Today we move into a section on Eternal Life in "Who Will be Loved" by William Willimon. This is a longer selection as a story is used to make his point.

It is this miraculous, gifted quality of salvation that is lacking in popular pagan views of death and the afterlife. Most people I know believe in the "immortality of the soul" - there is in a divine spark that goes on and on even after our physical death. That's Plato, not Paul. Greeks like Plato taught that human beings possess an immortal, imperishable "soul" that goes on, in some shadowy sense, beyond the ravages of physical death.
"I believe that my daughter has now become the rain, the wind moving in the trees, the stars that shine at night," said a woman to me after her daughter died of leukemia. I'm sure that her notion of immortality was comforting to the grieving mother. And yet, I feared that it would ultimately turn out to be false comfort. First, it seemed to me a sad denial of the horror and the tragedy of a young woman's death. Wind moving through the trees is small potatoes compared with a living, breathing, loving, adorable person. Paul said that death is hated, the "final enemy" (1 Corinthians 15:26), and I believe him right. Second, wind moving through the trees is leftover small change compared with the treasure of a distinct, embodied personality whom we have known and loved, loved not so much for her general humanity, but loved personally in her delightful particularity. I feared that this grieving mother was settling for too little. But mine is a point of view prejudiced by Christian salvation.

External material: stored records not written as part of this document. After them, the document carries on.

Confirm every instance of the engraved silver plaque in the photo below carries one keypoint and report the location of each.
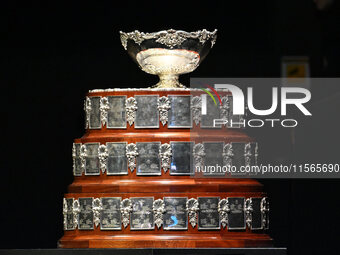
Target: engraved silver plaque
(213, 112)
(110, 217)
(236, 215)
(148, 161)
(77, 166)
(180, 111)
(70, 224)
(256, 223)
(94, 121)
(117, 160)
(213, 161)
(235, 121)
(147, 115)
(141, 217)
(244, 154)
(92, 165)
(181, 160)
(176, 215)
(85, 214)
(208, 216)
(116, 117)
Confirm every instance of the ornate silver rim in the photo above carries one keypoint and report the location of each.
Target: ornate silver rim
(170, 38)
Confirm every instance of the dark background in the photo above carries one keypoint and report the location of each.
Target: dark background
(56, 51)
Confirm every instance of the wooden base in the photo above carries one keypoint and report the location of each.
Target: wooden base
(234, 240)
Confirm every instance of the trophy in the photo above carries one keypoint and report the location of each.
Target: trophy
(133, 169)
(168, 53)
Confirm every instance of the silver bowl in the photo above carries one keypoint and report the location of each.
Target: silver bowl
(168, 53)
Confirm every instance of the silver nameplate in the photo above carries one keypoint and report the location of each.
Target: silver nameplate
(243, 156)
(141, 217)
(208, 216)
(70, 224)
(92, 166)
(236, 215)
(116, 117)
(176, 215)
(116, 161)
(147, 114)
(213, 160)
(110, 217)
(181, 160)
(77, 168)
(180, 111)
(234, 121)
(213, 112)
(148, 161)
(95, 122)
(256, 216)
(85, 214)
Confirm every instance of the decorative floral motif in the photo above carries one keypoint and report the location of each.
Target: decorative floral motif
(83, 156)
(170, 38)
(165, 155)
(97, 207)
(65, 210)
(192, 208)
(104, 107)
(125, 209)
(131, 154)
(76, 210)
(228, 155)
(158, 210)
(196, 106)
(163, 106)
(87, 108)
(265, 212)
(225, 108)
(131, 108)
(247, 154)
(199, 154)
(248, 208)
(223, 210)
(103, 155)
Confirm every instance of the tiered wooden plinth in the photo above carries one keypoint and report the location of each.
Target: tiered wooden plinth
(131, 185)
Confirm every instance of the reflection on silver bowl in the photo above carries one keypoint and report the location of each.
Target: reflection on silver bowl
(168, 53)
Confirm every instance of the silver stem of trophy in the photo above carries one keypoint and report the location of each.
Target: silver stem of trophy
(168, 81)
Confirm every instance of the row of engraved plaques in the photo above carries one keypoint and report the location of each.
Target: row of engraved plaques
(173, 213)
(146, 111)
(149, 158)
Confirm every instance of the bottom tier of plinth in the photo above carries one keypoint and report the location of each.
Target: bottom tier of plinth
(236, 240)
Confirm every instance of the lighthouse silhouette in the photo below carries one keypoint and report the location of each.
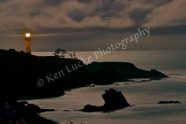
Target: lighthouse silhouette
(27, 43)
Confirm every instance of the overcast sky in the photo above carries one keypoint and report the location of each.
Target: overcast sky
(92, 24)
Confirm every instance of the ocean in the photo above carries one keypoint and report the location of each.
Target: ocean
(143, 96)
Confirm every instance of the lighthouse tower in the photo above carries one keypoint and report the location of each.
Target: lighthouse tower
(27, 43)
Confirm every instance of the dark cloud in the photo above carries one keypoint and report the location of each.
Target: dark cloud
(104, 20)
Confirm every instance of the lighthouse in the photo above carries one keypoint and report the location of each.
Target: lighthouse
(27, 43)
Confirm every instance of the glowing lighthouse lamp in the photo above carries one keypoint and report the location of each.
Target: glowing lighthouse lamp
(27, 43)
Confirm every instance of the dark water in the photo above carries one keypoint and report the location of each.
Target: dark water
(144, 96)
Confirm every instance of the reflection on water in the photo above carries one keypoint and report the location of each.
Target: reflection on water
(143, 96)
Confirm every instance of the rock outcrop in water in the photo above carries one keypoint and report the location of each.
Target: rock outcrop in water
(29, 76)
(113, 100)
(110, 72)
(13, 112)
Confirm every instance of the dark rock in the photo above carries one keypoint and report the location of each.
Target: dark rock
(169, 102)
(113, 100)
(110, 72)
(92, 108)
(13, 112)
(36, 109)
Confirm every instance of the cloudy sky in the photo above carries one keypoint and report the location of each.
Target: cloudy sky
(92, 24)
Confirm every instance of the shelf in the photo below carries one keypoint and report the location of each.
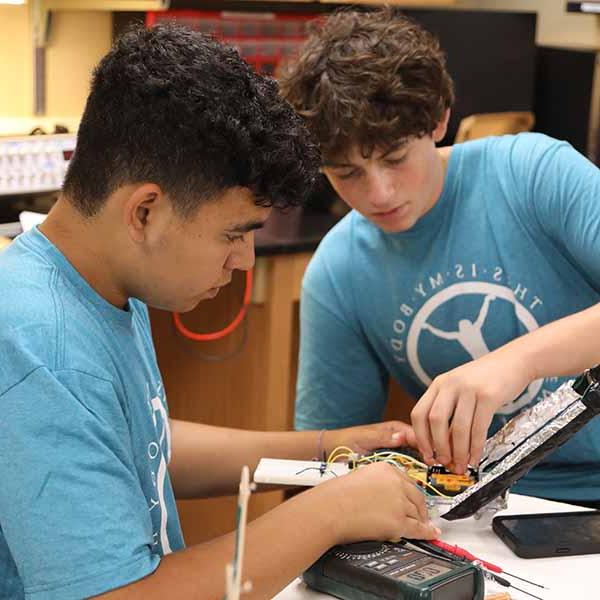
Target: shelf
(584, 7)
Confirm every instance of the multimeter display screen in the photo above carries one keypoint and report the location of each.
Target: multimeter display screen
(424, 573)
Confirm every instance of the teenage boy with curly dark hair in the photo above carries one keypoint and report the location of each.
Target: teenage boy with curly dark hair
(181, 153)
(449, 253)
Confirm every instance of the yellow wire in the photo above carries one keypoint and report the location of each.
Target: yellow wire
(396, 458)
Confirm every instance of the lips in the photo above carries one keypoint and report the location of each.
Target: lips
(390, 212)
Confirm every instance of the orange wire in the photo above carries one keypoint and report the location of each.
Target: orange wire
(217, 335)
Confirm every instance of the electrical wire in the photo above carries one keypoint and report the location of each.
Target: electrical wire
(217, 335)
(195, 353)
(414, 468)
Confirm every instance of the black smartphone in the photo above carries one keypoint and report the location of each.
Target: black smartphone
(550, 534)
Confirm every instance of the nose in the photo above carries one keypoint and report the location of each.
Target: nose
(380, 190)
(242, 257)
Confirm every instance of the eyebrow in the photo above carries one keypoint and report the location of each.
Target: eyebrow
(335, 165)
(246, 227)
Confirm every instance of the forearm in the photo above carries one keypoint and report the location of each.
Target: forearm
(564, 347)
(207, 461)
(279, 546)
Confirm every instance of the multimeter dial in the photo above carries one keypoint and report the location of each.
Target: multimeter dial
(360, 550)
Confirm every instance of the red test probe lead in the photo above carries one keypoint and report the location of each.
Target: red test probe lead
(466, 555)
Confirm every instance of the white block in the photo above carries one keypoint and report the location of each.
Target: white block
(296, 472)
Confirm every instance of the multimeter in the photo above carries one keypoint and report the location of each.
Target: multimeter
(388, 570)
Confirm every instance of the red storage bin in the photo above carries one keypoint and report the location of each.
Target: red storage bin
(263, 38)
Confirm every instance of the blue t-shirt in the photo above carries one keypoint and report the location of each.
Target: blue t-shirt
(86, 503)
(513, 243)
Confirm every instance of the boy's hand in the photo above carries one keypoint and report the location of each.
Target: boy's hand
(452, 418)
(364, 438)
(376, 502)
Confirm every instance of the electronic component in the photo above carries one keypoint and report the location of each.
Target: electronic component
(448, 483)
(386, 570)
(528, 438)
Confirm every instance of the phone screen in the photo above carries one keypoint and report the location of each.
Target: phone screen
(550, 534)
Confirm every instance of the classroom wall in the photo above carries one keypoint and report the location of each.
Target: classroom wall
(556, 27)
(77, 41)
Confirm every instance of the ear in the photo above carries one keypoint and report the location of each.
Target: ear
(439, 132)
(144, 210)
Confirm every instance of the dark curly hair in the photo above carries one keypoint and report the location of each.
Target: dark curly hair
(175, 107)
(368, 78)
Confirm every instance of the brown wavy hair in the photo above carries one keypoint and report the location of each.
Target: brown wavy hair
(368, 78)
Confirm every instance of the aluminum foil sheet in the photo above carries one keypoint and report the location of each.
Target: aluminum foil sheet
(525, 424)
(526, 439)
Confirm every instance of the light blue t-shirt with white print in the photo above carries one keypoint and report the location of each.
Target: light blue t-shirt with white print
(86, 503)
(513, 243)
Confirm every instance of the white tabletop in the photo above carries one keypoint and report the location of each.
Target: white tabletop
(566, 577)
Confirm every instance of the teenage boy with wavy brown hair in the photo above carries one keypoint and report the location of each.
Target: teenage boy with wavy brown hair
(447, 254)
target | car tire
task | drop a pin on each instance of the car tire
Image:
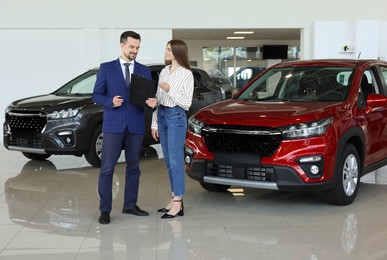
(36, 156)
(348, 178)
(214, 187)
(93, 156)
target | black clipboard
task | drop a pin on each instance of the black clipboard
(141, 89)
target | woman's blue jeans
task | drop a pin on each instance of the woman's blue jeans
(172, 127)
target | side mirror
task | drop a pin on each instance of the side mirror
(374, 101)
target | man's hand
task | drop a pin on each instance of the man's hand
(117, 101)
(152, 102)
(155, 134)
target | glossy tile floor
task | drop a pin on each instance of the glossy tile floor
(49, 210)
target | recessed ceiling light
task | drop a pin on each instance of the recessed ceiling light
(235, 37)
(244, 32)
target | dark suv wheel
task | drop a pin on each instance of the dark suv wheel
(93, 156)
(348, 178)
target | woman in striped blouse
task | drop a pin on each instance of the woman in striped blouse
(169, 122)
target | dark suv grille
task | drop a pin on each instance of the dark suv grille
(263, 141)
(26, 128)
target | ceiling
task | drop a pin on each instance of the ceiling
(221, 34)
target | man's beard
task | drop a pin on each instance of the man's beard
(131, 56)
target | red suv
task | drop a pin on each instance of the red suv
(314, 125)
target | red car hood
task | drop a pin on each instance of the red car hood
(274, 114)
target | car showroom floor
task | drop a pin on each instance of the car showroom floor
(49, 210)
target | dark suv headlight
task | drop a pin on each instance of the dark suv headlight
(306, 130)
(195, 126)
(64, 113)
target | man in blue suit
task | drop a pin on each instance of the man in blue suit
(123, 125)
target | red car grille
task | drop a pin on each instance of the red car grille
(262, 141)
(249, 173)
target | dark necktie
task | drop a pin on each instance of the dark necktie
(127, 74)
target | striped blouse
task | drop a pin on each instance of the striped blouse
(180, 93)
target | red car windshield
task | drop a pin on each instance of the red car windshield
(301, 84)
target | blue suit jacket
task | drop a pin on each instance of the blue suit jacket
(111, 82)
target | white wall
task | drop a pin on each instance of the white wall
(366, 39)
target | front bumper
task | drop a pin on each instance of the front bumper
(270, 177)
(66, 136)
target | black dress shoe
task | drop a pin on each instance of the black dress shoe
(180, 213)
(104, 218)
(135, 211)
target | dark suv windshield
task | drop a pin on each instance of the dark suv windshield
(301, 84)
(82, 85)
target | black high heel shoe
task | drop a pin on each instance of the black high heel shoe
(180, 213)
(163, 210)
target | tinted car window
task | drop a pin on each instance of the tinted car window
(83, 84)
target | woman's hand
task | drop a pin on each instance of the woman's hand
(155, 134)
(152, 102)
(165, 86)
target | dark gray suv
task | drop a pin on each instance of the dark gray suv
(67, 121)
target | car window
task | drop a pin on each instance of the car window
(384, 74)
(313, 84)
(83, 84)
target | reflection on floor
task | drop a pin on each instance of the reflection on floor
(49, 210)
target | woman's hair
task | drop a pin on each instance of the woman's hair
(180, 52)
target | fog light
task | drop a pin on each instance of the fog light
(187, 159)
(314, 169)
(65, 133)
(312, 165)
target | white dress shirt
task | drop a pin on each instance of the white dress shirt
(180, 94)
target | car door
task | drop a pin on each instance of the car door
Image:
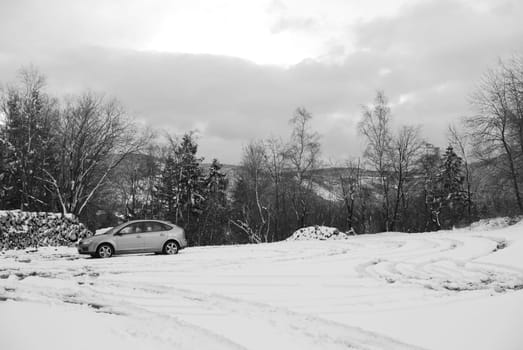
(154, 236)
(130, 239)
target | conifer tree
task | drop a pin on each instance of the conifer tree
(446, 195)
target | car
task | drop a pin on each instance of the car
(138, 236)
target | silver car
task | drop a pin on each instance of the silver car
(139, 236)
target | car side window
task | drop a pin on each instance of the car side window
(152, 226)
(166, 227)
(133, 228)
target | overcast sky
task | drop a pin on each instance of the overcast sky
(236, 70)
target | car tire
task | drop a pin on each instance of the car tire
(104, 251)
(170, 248)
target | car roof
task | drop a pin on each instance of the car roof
(148, 220)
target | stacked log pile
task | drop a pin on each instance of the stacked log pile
(20, 230)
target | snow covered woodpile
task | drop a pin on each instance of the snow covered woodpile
(20, 229)
(318, 233)
(495, 223)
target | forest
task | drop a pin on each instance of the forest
(85, 155)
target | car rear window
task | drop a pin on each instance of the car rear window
(153, 226)
(166, 227)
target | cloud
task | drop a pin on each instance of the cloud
(293, 23)
(427, 59)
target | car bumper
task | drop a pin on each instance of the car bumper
(85, 249)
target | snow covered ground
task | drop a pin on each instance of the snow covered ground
(449, 290)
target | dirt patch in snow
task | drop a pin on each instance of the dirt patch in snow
(319, 233)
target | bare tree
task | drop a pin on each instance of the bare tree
(350, 181)
(405, 150)
(459, 141)
(303, 154)
(375, 125)
(276, 161)
(94, 136)
(255, 214)
(495, 126)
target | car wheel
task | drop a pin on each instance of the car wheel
(104, 251)
(170, 248)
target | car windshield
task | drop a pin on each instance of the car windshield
(113, 230)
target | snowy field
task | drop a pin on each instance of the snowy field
(447, 290)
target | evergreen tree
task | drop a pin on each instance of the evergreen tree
(213, 222)
(28, 144)
(446, 196)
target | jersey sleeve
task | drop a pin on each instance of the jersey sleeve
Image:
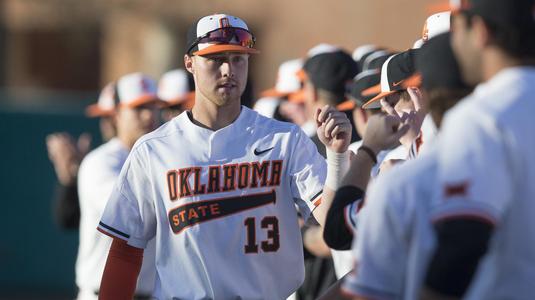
(129, 213)
(378, 248)
(474, 175)
(307, 169)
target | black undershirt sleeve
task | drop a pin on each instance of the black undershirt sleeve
(66, 206)
(461, 242)
(336, 234)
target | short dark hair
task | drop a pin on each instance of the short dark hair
(515, 41)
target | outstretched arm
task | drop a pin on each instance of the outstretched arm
(122, 269)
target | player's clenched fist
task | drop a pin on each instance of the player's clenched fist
(334, 128)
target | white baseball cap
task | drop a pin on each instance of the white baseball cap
(137, 89)
(435, 25)
(361, 51)
(322, 48)
(288, 80)
(105, 105)
(173, 88)
(219, 33)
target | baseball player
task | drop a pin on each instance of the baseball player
(396, 215)
(216, 186)
(486, 166)
(135, 114)
(66, 154)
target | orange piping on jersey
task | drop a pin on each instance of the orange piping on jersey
(111, 234)
(276, 172)
(479, 216)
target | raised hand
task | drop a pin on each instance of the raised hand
(334, 128)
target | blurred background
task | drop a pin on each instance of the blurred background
(55, 56)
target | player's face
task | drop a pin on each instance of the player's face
(221, 78)
(132, 123)
(464, 44)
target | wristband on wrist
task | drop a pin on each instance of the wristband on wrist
(337, 166)
(370, 153)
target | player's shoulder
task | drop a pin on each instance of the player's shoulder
(106, 157)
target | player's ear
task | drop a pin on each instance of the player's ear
(188, 63)
(483, 35)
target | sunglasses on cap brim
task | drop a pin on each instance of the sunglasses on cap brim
(226, 35)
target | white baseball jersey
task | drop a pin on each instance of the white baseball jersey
(487, 171)
(395, 238)
(97, 175)
(343, 260)
(221, 206)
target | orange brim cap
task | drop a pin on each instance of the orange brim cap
(413, 81)
(346, 105)
(218, 48)
(378, 98)
(374, 90)
(297, 97)
(302, 75)
(438, 7)
(145, 99)
(94, 111)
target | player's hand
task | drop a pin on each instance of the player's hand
(66, 155)
(414, 119)
(334, 128)
(383, 132)
(389, 164)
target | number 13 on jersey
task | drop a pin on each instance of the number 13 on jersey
(270, 225)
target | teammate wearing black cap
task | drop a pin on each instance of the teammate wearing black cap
(485, 225)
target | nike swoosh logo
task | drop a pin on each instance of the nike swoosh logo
(397, 83)
(256, 152)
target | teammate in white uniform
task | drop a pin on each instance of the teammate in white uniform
(485, 208)
(395, 238)
(482, 217)
(216, 186)
(135, 115)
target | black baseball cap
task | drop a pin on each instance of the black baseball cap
(363, 81)
(437, 64)
(511, 13)
(331, 71)
(395, 72)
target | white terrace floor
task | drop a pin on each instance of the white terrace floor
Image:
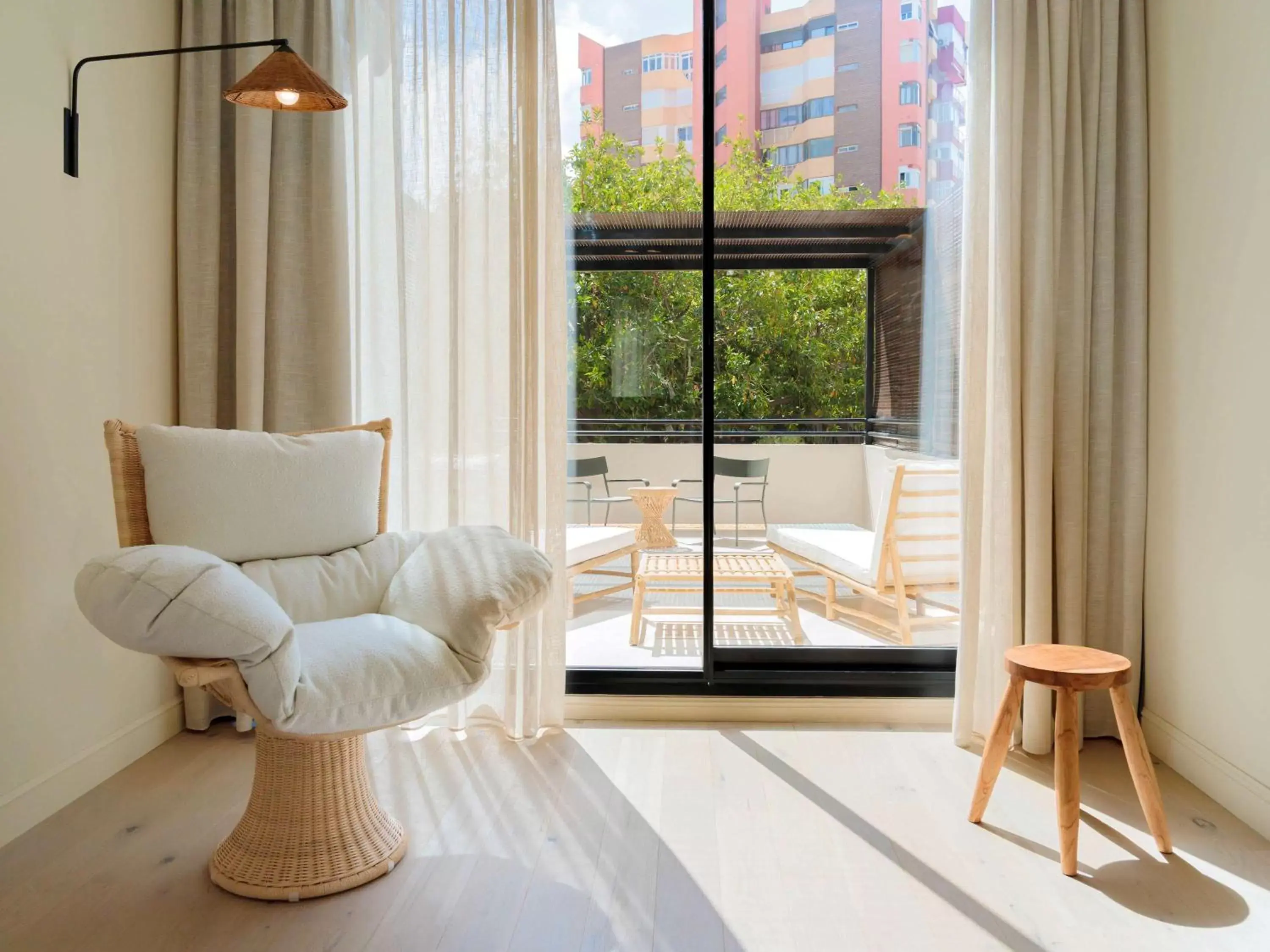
(600, 630)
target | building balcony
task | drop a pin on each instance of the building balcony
(832, 483)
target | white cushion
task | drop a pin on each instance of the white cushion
(340, 586)
(465, 582)
(587, 542)
(839, 546)
(177, 601)
(374, 671)
(260, 495)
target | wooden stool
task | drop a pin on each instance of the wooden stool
(1070, 669)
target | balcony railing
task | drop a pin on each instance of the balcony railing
(769, 429)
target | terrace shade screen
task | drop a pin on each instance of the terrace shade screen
(895, 402)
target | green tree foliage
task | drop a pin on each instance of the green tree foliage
(788, 343)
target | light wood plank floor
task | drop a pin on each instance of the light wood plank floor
(679, 839)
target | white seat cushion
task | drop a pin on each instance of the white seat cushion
(351, 582)
(922, 475)
(839, 546)
(261, 495)
(587, 542)
(371, 672)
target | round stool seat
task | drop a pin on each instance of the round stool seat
(1068, 667)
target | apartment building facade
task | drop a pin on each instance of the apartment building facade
(856, 93)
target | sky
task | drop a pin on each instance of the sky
(620, 22)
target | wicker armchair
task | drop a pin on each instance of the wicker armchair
(313, 825)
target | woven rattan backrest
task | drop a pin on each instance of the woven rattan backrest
(129, 478)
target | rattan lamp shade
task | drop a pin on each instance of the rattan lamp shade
(285, 73)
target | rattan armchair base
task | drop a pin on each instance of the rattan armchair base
(313, 825)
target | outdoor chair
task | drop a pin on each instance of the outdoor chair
(258, 568)
(747, 473)
(914, 551)
(597, 466)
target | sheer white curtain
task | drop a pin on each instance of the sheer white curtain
(458, 285)
(1055, 344)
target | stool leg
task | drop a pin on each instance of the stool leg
(1141, 770)
(997, 747)
(1067, 777)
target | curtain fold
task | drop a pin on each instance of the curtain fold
(262, 294)
(458, 289)
(1055, 334)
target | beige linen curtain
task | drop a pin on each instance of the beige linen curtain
(1055, 334)
(458, 294)
(262, 295)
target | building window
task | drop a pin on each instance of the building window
(818, 107)
(820, 27)
(818, 148)
(787, 155)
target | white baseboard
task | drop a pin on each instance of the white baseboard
(776, 710)
(45, 795)
(1240, 792)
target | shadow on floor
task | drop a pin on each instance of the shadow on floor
(1162, 888)
(888, 848)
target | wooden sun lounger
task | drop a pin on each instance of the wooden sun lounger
(922, 513)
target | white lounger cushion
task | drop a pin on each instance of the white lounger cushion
(261, 495)
(839, 546)
(856, 553)
(587, 542)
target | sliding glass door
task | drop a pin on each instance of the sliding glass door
(766, 324)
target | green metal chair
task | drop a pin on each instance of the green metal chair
(596, 466)
(747, 473)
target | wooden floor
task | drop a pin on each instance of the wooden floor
(687, 839)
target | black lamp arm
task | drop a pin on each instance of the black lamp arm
(70, 117)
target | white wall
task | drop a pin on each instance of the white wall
(1208, 512)
(87, 332)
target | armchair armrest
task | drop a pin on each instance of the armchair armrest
(179, 602)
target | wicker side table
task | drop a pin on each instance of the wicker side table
(653, 502)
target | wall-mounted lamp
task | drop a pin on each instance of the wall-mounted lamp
(282, 80)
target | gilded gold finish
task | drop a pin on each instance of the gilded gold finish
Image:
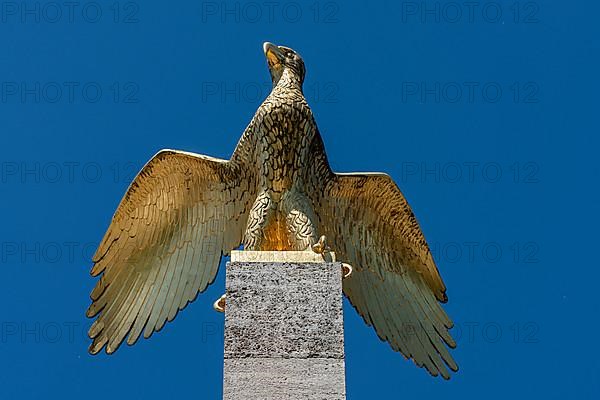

We will hear in the days to come what else Willimon has to say about this. For now, I know that this is a topic that causes a bit of conflict among us. It is not easy to have a loved one die. It is dreadfully painful and it becomes difficult to move ahead in life when we have lost the companionship of one so close. I know that it is that "delightful particularity" that keeps someone present and in mind as I move through the stages of grief and continue on my way as a follower of Jesus. If this was a blog that was responsive, I would imagine that comments would run wild in regard to this aspect of how some see death and immortality. Alas, we are each left to consider this by ourselves or how ever we choose to walk through a dialogue about death with others. To be quite frank, I like Willimon's comments about how insufficient and inadequate he finds this woman's comments. For me, don't give me wind. It cannot be the powerful presence of, let's say, my mother. It is her living presence with me and her way of looking at me and her way of calling my name and her way of kissing me and her way of being at the other end of the phone or just a trip up I-71 that cannot be contained in wind or the rain. I hold the memory of her in my heart. She is dead and gone - as I one day will be. So now - along the way - I live within the promise of being beloved of God who has given me such gifts as my mother so that as I continue along the way, her "delightful particularity" continues to spark a smile and a tear and fond memories.

Connection: Beloved of God, be free to walk forward into this day and be grasped by all the real life people who have been and still are helping to shape you and love you and call forth your loving response to them.

When you love us, O God, it is complete and everlasting. When we love others, there are times when the sadness surrounding their loss can bring about such grief that we cannot let go and trust that they are at peace and we will be also. Help us to remember the importance of the presence of those around us so that our days will be filled with more and more real-life particulars that remind us of the gifts of your creation available to us in our companions on this journey through life. Amen.